Avec sa plume précise aux accents de douce mélancolie, on aura compris que François Maspero raconte cette fois-ci des souvenirs de jeunes années: les siennes en première partie, puis celles de sa fille telles qu'il s'en souvient. Il retient surtout les souvenirs qu'il puise dans le nord de la France, depuis l'avant-guerre où il joue avec son frère aîné qui mourra fusillé par l'occupant allemand, jusqu'à la guerre d'Algérie, où le père travaillait comme correspondant avant son expulsion par l'occupant, français celui-là, pour cause de non-patriotisme.

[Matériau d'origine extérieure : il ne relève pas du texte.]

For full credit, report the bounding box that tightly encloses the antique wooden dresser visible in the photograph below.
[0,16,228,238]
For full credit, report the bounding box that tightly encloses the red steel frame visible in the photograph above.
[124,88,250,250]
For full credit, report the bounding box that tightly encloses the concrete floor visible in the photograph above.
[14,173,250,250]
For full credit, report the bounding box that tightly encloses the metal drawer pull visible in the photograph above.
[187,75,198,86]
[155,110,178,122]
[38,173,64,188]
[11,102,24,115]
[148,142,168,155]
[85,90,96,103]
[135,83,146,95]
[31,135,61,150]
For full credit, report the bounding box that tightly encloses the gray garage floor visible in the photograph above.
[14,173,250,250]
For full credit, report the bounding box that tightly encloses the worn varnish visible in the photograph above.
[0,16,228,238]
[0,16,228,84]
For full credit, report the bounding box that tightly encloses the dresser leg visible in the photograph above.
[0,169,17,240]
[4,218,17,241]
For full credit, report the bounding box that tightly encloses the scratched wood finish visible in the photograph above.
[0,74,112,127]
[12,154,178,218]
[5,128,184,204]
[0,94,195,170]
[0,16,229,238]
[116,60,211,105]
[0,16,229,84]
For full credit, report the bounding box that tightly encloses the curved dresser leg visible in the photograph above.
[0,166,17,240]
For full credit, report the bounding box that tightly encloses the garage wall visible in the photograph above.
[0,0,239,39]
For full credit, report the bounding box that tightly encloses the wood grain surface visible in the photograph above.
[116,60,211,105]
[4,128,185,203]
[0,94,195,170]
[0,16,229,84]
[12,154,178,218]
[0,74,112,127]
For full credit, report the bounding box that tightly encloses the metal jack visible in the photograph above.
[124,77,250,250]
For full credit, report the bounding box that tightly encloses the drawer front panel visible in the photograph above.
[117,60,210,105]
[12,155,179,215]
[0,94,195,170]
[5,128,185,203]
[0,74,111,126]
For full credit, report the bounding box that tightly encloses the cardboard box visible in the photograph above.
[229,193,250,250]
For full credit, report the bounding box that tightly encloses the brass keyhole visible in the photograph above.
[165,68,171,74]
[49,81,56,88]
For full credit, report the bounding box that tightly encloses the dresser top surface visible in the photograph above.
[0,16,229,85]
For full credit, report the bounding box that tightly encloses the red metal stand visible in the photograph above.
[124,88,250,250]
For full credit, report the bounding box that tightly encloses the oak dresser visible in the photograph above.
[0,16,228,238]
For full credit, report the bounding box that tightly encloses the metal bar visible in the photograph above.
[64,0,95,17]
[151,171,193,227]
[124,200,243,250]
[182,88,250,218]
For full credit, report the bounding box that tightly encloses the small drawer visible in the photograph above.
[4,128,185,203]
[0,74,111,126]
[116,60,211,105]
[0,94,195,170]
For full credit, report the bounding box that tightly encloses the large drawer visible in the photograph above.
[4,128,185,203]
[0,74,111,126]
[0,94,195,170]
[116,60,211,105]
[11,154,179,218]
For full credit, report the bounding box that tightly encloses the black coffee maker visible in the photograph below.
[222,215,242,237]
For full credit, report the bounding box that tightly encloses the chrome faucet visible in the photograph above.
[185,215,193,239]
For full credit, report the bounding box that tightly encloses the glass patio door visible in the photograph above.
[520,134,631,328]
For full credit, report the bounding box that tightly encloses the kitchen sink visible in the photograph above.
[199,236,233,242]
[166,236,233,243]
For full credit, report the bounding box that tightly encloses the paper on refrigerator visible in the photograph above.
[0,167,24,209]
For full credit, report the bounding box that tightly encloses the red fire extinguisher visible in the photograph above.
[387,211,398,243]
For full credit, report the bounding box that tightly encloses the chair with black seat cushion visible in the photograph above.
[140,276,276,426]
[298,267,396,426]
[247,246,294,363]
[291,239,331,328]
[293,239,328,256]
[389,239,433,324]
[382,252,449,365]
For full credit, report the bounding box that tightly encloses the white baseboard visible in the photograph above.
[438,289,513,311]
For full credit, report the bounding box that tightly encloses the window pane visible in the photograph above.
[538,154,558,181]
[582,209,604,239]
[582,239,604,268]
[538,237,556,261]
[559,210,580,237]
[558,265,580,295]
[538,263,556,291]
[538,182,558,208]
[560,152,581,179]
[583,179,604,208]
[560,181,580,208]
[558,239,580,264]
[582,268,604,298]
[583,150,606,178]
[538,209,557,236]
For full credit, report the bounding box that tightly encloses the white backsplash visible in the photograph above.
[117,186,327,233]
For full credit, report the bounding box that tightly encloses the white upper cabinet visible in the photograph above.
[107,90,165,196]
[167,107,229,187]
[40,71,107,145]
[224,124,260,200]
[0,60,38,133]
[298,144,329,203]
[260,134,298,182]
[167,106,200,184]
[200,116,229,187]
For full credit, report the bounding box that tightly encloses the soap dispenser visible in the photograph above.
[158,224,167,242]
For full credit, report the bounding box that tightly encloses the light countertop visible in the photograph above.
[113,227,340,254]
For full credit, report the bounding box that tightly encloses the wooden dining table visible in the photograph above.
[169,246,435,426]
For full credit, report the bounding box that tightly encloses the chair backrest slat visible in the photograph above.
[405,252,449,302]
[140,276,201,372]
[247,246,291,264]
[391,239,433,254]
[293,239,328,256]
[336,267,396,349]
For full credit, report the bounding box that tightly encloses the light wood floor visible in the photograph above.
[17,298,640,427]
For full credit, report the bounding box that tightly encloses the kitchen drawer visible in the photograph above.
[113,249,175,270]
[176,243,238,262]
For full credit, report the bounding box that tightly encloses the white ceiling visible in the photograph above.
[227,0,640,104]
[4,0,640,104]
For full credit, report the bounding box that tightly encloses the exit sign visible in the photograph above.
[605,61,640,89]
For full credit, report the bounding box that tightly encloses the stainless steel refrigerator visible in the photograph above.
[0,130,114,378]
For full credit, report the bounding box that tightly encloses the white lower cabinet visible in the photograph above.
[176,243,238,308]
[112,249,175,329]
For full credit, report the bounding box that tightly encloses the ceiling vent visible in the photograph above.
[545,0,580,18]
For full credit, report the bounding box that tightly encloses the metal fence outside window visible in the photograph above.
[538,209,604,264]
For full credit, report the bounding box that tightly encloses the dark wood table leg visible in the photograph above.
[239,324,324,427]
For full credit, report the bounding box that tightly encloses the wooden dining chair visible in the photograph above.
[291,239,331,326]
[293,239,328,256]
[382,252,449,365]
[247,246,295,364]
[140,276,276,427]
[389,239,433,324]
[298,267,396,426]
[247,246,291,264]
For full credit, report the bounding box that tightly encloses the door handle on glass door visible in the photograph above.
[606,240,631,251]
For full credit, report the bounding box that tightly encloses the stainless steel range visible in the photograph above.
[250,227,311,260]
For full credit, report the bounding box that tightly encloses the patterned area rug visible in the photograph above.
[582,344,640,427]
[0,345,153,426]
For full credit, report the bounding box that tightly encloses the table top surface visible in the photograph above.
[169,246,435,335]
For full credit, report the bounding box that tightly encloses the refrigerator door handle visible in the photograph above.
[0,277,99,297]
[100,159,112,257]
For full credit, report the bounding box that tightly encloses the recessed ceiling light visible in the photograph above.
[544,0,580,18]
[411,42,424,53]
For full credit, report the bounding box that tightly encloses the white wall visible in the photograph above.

Tout le récit baigne dans les moments furtifs, les rapports entre parents et enfants, les petites légendes qui font rire les enfants, les liens entre les hommes et la nature. Bref, de toutes ces choses inutiles sans lesquelles la vie n'aurait aucun sens.

L'ensemble est narré avec retenue, pudeur, mais avec un débordement d'affection pour les personnages esquissés qui animent et colorent cette autofiction où la mer reste omniprésente. Le fil conducteur reste le narrateur, qui choisit d'écrire à la troisième personne, mais de manière si subjective qu'il nous fait pénétrer peut-être davantage dans l'immense tristesse qui découle du constat implacable qu'on ne vit qu'une fois, qu'importe que l'époque où nous échouons soit formidable ou tragique.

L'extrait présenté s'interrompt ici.